Chemotherapy - August 2020

This issue marks a new era for this publication as it is the first to be published under the NASPCC umbrella. We anticipate that this will allow us to reach a much larger audience.

 As an old hand in the field, it is very gratifying to see the steady stream of high-quality clinical trials define the best treatment options for those with advanced disease. The good news is that, for most patients with advanced disease, you and your physician have a range of options so that treatment can be tailored to your situation.

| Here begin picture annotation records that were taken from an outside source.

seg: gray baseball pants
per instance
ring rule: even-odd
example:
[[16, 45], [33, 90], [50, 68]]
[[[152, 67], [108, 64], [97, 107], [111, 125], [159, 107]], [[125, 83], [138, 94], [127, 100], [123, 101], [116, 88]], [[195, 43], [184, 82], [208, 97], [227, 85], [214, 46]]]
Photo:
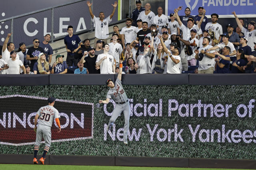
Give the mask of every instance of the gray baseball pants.
[[112, 126], [117, 117], [124, 111], [124, 139], [127, 139], [127, 134], [129, 131], [129, 122], [130, 112], [130, 103], [127, 102], [124, 104], [116, 104], [116, 107], [113, 111], [112, 116], [109, 120], [108, 125]]

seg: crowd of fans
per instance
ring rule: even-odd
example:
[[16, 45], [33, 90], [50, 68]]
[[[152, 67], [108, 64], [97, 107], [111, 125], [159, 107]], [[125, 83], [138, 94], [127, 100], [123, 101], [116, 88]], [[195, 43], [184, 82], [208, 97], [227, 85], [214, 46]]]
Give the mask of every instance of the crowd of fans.
[[[113, 27], [110, 43], [108, 23], [112, 21], [117, 2], [112, 4], [111, 14], [105, 18], [100, 12], [99, 17], [92, 13], [92, 4], [87, 1], [92, 21], [95, 27], [94, 47], [90, 40], [82, 41], [73, 34], [72, 26], [68, 27], [68, 35], [64, 38], [67, 51], [57, 55], [53, 64], [52, 49], [46, 34], [40, 42], [35, 39], [33, 46], [27, 49], [21, 43], [15, 51], [14, 45], [9, 42], [8, 34], [0, 55], [1, 74], [115, 74], [119, 72], [120, 58], [124, 53], [122, 70], [123, 74], [180, 74], [195, 73], [250, 73], [256, 72], [256, 30], [253, 21], [246, 28], [243, 20], [232, 12], [237, 23], [222, 25], [218, 23], [218, 15], [211, 15], [208, 22], [202, 7], [198, 14], [190, 15], [186, 8], [185, 15], [179, 15], [178, 7], [170, 14], [170, 20], [163, 14], [161, 7], [156, 15], [146, 3], [142, 7], [140, 0], [131, 18], [126, 20], [126, 26]], [[222, 27], [227, 32], [223, 33]], [[235, 29], [235, 31], [234, 30]]]

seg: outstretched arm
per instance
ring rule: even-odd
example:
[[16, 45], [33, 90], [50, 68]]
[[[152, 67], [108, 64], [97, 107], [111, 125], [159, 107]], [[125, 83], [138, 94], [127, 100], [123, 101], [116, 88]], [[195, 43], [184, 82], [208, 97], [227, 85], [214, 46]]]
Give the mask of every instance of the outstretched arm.
[[8, 33], [7, 35], [7, 37], [6, 37], [6, 38], [5, 39], [5, 40], [4, 42], [4, 44], [3, 45], [3, 48], [2, 49], [2, 51], [3, 52], [7, 48], [7, 44], [8, 43], [8, 41], [9, 41], [9, 39], [10, 39], [10, 37], [12, 33]]
[[91, 17], [92, 17], [92, 18], [93, 20], [94, 18], [94, 15], [93, 15], [92, 13], [92, 3], [90, 3], [90, 1], [87, 1], [87, 5], [89, 7], [89, 12], [90, 12], [90, 14], [91, 15]]
[[175, 13], [175, 14], [176, 15], [176, 19], [177, 19], [177, 21], [178, 21], [178, 23], [179, 23], [179, 25], [180, 26], [181, 26], [182, 25], [182, 22], [180, 20], [180, 16], [178, 14], [178, 10], [177, 9], [175, 9], [174, 10], [174, 12]]
[[105, 100], [100, 100], [100, 101], [99, 101], [99, 103], [100, 103], [100, 104], [101, 103], [103, 103], [103, 104], [108, 104], [109, 102], [109, 101], [110, 100], [110, 99], [107, 98]]
[[237, 25], [238, 25], [238, 27], [239, 27], [239, 28], [240, 28], [242, 30], [243, 27], [243, 25], [242, 25], [242, 23], [241, 23], [240, 21], [239, 21], [239, 18], [238, 18], [237, 17], [237, 16], [236, 14], [236, 12], [235, 11], [234, 11], [233, 12], [232, 12], [232, 14], [234, 15], [234, 16], [236, 18], [236, 21]]
[[114, 16], [114, 14], [115, 13], [115, 11], [116, 11], [116, 8], [117, 6], [117, 2], [116, 1], [115, 2], [115, 3], [114, 4], [114, 5], [112, 4], [111, 5], [113, 6], [113, 7], [114, 7], [114, 9], [113, 9], [113, 11], [112, 11], [112, 14], [111, 14], [111, 15], [110, 15], [109, 16], [109, 17], [110, 18], [110, 19], [112, 18], [112, 17], [113, 17], [113, 16]]

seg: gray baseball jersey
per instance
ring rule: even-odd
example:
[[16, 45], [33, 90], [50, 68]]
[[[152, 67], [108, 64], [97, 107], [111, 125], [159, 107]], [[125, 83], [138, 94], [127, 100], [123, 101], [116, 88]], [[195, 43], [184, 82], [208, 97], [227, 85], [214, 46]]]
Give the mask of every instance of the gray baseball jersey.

For patients with newly diagnosed metastatic prostate cancer, a vast majority of patients should no longer be treated solely with testosterone suppressing agents, such as LHRH agonists like Lupron (leuprolide). Instead, they should receive these agents combined with either Taxotere (docetaxel) or one of the newer androgen antagonists, such as Xtandi (enzalutamide). Indeed, the literature on cytotoxic chemotherapies, like Taxotere (docetaxel), is so intertwined with anti-androgens that these hormonal agents occupy a considerable portion of this issue. This serves patient interests well, as many will need to discuss anti-androgens as an alternative to chemotherapy. This issue is information-dense and it is not practical to highlight all of the key points in this introduction. Instead, I would like to highlight two relatively new drugs that look as if they might have a major impact. The first is Nubeqa (darolutamide), which is FDA-approved and in the same drug family as Xtandi (enzalutamide) and Erleada (apalutamide). The latter two cross the blood-brain barrier (BBB) and can impair brain function and can be associated with seizures. Nubeqa (darolutamide) does not cross the BBB and is much less likely to cause central nervous system toxicity (CNST). The second drug is Relumina (relugolix), an oral drug that blocks the production of testosterone much more effectively than Lupron (leuprolide). In comparison, Relumina (relugolix) has a lower risk of cardiovascular events, but it is not yet approved for the treatment of prostate cancer.

Each of our interviewees discusses the impact of the Novel Coronavirus on the management of prostate cancer patients. The good news is that, with proper precautions, it is possible to give chemotherapy safely despite the pandemic.